ドラマ評論家が選出「2021年ブレークしそうな若手俳優」ベスト3! 松下洸平、岡田建史ランクイン
――『キャラクタードラマの誕生』(河出書房新社)『TVドラマは、ジャニーズものだけ見ろ』(宝島新書)などの著書で知られるドラマ評論家・成馬零一氏が、2021年にブレークが期待される若手イケメン俳優を選出。名バイプレイヤーから大ブレーク間近の顔まで、3名が選ばれた。
1位 仲野太賀
仲野太賀は、13歳の頃から「太賀」という名前で芸能活動をしていた芸歴の長い俳優。ドラマ『愛という名のもとに』(フジテレビ系)でチョロ役を演じた中野英雄の息子としても知られている。

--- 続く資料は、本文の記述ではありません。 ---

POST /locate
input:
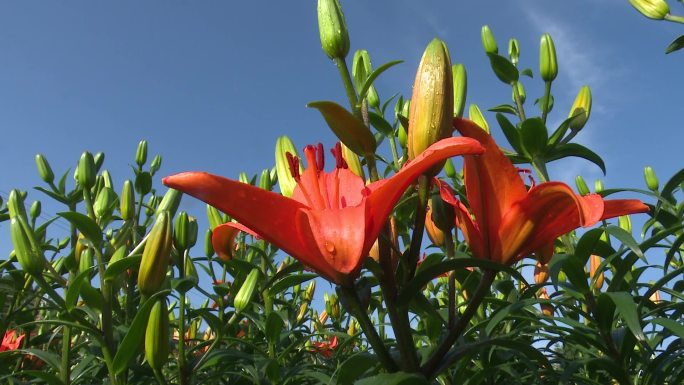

映画では、深田晃司監督の『淵に立つ』(2016)等の作品で高く評価され、テレビドラマでは宮藤官九郎脚本『ゆとりですがなにか』(日本テレビ系)で、ゆとり世代のモンスター社員・山岸を演じ、注目された。すでに名バイプレイヤーとしては盤石の地位を確立していたが、19年に「仲野太賀」に改名したことで、俳優として新たなステージに突入。20年には『あのコの夢を見たんです。』(テレビ東京系)でドラマ初主演を果たした。
本作は、芸人の南海キャンディーズ ・山里亮太がアイドルや女優をモデルに執筆した同名小説(東京ニュース通信社)の映像化。中条あやみ、芳根京子、森七菜といった若手女優が主演を務めたオムニバスドラマで、仲野は山里の“分身”として、毎話違う役で出演、芸達者ぶりを印象付けた。
同時期には、森七菜主演のドラマ『この恋あたためますか』(TBS系)にも出演し、コンビニのスイーツづくりに燃える主人公を支える、スイーツ開発の相棒・新谷誠を好演。
物語は森演じるヒロインと中村倫也演じるクールな若社長のラブストーリーだったので、仲野が演じた男性は、恋の鞘当て役だったが、ヒロインを支える誠実なキャラクターが好評で、本作で恋愛モノもイケることが証明されたといえるだろう。
『逃げるは恥だが役に立つ』(TBS系)以降、誠実で優しい男を演じることができる、一見、地味な俳優に人気が出る傾向はある。すでに演技力に定評があることを考えると次にブレークするのは、仲野太賀かもしれない。
2位 松下洸平
NHK朝の連続テレビ小説(以下、朝ドラ)『スカーレット』でヒロインの夫・八郎を演じたことで注目された松下洸平は、すでに20年に大ブレークを果たしたともいえるのだが、実は本当の意味で人気が爆発するのは、21年ではないかと思う。
松下は、歌手活動の傍ら、俳優として舞台を中心に活動。『スカーレット』に出演したことで一気に注目が集まり、久しぶりに朝ドラから生まれたシンデレラボーイとなった。『スカーレット』の後も、コロナ禍の緊急事態宣言中の日常を描いたリモートドラマ『ホーム・ノット・アローン』(NHK)で、在宅勤務中の女性と心を通わせる居酒屋の店長役を好演。ゲスト出演した『MIU404』(TBS系)では、殺人事件の容疑者となった、ある事情を抱える逃亡犯を演じ話題となった。
その後も『世にも奇妙な物語』(フジテレビ系)『東京タラレバ娘2020』(日本テレビ系)と立て続けにドラマ出演し、10月には『スカーレット』と同じ水橋文美江脚本の恋愛ドラマ『#リモラブ~普通の恋は邪道~』(日本テレビ系)で、波瑠演じるヒロインの恋人・青林風一役に抜てきされた。
短期間でこれだけドラマ出演が増えたのは、松下の佇まいが多くの視聴者に求められているからだろう。松下は、真面目で優しいが、どこか頼りなくて情けない青年を演じることが多い。こういった男性は、一昔前なら「退屈でつまらない男」と一笑に付されたのかもしれないが、イケメン俳優が氾濫するテレビドラマの世界では、逆にレアで、この「普通っぽさ」を備えたカッコいい男性俳優が常に求められている。
松下はその難しい条件を奇跡的にクリアしている俳優で、ドラマの作り手が一番求めている俳優である。21年は、松下を主演にしたドラマが作られるに違いない。